The organizer of the event, Clifford Coon, said the intent behind protest was not to show opposition to the mask mandate as much as it was about the police power to fine those who defy the mandate. However, many of the protesters said they did not believe they should be forced to wear a mask as well.
“I don’t know the repercussions of not paying the fine, I haven’t really looked into it that much and it just started so I can’t really comment to that,” said Lisa LeVar, who lives in Huntington County. “I don’t agree with it. It’s about taking our rights and our freedoms slowly but surely.”

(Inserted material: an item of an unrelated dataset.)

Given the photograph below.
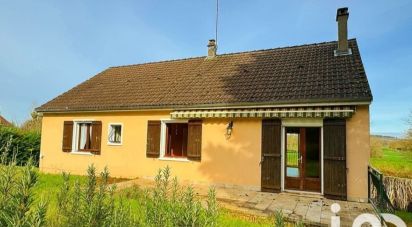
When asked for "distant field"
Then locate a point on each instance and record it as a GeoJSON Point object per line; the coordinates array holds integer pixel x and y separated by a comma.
{"type": "Point", "coordinates": [394, 163]}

“I really believe it’s a personal choice,” said Erin Harlan, who lives in Huntington County. “I’m not going to complain or yell at someone who has a mask on and I ask for the same respect back. I wonder where the line is, like if I have to have a mask on to protect you, do I also need to follow you around and smack junk food out of your hands? Or do I need to call you at six in the morning and make sure you get up and exercise? Where is the line between where my responsibility for your health is?
Huntington Mayor Richard Strick (R) also attended to answer questions from the crowd about the ordinance. Former Libertarian candidate for Indiana Governor Donald Rainwater also spoke at the event and after some back-and-forth with the mayor about the origins of the ordinance, he called for people to vote out Huntington’s City council members at the earliest opportunity.
As of Wednesday, Huntington is in the orange on the state department of health’s color-coded scale.
The department reports a weekly average of 594 cases per 100,000 people with a 7-day positivity rate of 10.9 percent.